In Blagaj, in Bosnien, quillt ein Fluss aus einer Höhle unter einer 200 Meter hohen Wand hervor, und ein Sufi-Kloster aus dem 16. Jahrhundert wacht über dem Wasser. Reine Magie.

Foto di Blagaj, Bosnien-Herzegowina — Blagaj: wo die Buna aus dem Berg entspringt und die Sufi-Mystik noch lebt

Foto: Vito Pietri (CC BY-SA 4.0) — Flickr

Der Ort, an dem Wasser auf Glauben trifft

Es gibt Orte, die sich beim ersten Blick ins Gedächtnis einprägen. Blagaj ist einer davon. Der Fluss Buna entspringt aus einer Höhle am Fuß einer zweihundert Meter hohen Kalksteinwand, und am Ufer, eingebettet zwischen Fels und Wasser wie ein Traum eines osmanischen Miniaturmalers, spiegelt sich die Tekija — ein Derwischkloster aus dem 16. Jahrhundert — im türkisfarbenen Wasser mit einer Symmetrie, die von der Natur wie am Reißbrett entworfen zu sein scheint.

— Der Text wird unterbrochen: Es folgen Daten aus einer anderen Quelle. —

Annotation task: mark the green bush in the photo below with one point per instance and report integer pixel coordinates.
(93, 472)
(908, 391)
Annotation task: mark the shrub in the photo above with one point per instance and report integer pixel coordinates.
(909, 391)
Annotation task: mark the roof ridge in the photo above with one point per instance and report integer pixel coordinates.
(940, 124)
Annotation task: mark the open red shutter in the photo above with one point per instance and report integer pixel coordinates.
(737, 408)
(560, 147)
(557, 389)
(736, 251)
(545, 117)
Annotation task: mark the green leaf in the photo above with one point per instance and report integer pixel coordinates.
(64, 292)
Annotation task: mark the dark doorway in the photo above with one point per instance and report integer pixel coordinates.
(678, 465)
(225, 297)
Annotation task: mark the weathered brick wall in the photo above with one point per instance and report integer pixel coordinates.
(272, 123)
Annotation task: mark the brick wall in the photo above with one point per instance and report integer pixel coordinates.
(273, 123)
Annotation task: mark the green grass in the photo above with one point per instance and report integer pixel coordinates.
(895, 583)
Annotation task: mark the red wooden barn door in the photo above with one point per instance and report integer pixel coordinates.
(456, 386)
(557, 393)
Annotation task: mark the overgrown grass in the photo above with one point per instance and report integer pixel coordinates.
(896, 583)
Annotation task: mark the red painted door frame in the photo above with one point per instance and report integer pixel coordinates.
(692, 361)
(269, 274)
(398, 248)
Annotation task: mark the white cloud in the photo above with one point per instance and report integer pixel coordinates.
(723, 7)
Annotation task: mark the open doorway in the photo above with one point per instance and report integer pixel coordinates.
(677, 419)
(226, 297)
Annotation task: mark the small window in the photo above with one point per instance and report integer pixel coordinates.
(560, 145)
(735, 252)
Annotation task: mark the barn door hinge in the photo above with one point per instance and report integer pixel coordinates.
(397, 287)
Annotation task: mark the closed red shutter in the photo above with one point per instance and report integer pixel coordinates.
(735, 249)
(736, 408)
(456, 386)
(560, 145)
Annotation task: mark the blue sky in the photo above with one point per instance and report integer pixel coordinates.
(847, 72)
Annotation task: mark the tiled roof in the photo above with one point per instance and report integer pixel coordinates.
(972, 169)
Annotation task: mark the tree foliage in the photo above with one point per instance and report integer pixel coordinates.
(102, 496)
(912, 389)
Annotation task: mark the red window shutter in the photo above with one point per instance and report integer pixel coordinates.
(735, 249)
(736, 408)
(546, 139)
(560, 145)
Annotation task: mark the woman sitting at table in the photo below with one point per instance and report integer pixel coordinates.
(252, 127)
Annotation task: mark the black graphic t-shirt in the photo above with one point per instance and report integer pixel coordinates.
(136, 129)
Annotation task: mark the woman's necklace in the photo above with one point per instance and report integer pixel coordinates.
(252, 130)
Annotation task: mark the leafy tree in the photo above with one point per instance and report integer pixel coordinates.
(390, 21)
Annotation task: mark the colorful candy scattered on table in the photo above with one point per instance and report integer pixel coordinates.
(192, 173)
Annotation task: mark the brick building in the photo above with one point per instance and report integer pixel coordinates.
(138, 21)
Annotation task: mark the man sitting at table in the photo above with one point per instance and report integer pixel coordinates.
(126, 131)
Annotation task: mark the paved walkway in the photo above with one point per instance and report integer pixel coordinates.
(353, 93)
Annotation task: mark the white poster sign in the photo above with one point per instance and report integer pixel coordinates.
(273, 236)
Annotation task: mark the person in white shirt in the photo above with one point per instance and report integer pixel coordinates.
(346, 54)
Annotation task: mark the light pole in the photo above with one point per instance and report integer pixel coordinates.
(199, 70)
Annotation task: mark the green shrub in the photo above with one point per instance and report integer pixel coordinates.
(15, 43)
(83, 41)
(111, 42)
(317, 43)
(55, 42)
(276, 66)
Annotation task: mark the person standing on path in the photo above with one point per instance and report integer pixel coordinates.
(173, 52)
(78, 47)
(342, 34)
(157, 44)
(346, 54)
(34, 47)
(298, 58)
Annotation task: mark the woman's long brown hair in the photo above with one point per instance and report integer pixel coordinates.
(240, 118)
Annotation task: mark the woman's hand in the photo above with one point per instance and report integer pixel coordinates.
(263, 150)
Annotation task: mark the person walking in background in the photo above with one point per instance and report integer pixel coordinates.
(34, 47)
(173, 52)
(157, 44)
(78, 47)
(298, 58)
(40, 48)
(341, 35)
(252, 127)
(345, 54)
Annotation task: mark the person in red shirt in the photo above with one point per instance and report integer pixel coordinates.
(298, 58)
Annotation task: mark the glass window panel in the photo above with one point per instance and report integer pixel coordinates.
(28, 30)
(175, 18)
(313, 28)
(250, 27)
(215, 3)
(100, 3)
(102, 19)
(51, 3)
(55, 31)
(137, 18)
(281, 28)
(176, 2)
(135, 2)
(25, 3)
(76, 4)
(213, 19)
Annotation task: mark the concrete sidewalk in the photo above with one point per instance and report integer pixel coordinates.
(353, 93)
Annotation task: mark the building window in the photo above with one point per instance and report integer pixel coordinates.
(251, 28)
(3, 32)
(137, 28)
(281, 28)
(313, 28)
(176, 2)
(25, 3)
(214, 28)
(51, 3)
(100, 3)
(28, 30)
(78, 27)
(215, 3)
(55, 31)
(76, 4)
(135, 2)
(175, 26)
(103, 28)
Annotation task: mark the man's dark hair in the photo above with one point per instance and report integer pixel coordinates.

Blagaj liegt nur zwölf Kilometer von Mostar entfernt, in fünfzehn Autominuten oder mit dem lokalen Bus Nummer 12 erreichbar. Doch die meisten Besucher Mostars kommen nie hierher, zu beschäftigt damit, die Brücke zu fotografieren. Ein Fehler: Blagaj ist stimmungsvoller, stiller und authentischer.

Die Tekija

Die Blagaj Tekija wurde um 1520 errichtet, während der Blütezeit des Halveti-Ordens, einer Sufi-Bruderschaft. Die Derwische lebten hier in mystischer Zurückgezogenheit und praktizierten das Dhikr (die Wiederholung der Namen Gottes) im Rhythmus des Wassers, das aus der Höhle strömte. Die Tekija wurde mehrfach zerstört und wiederaufgebaut, zuletzt im 18. Jahrhundert — die heutige Form mit der hölzernen Loggia, die über das Wasser hinausragt, stammt aus dieser Zeit.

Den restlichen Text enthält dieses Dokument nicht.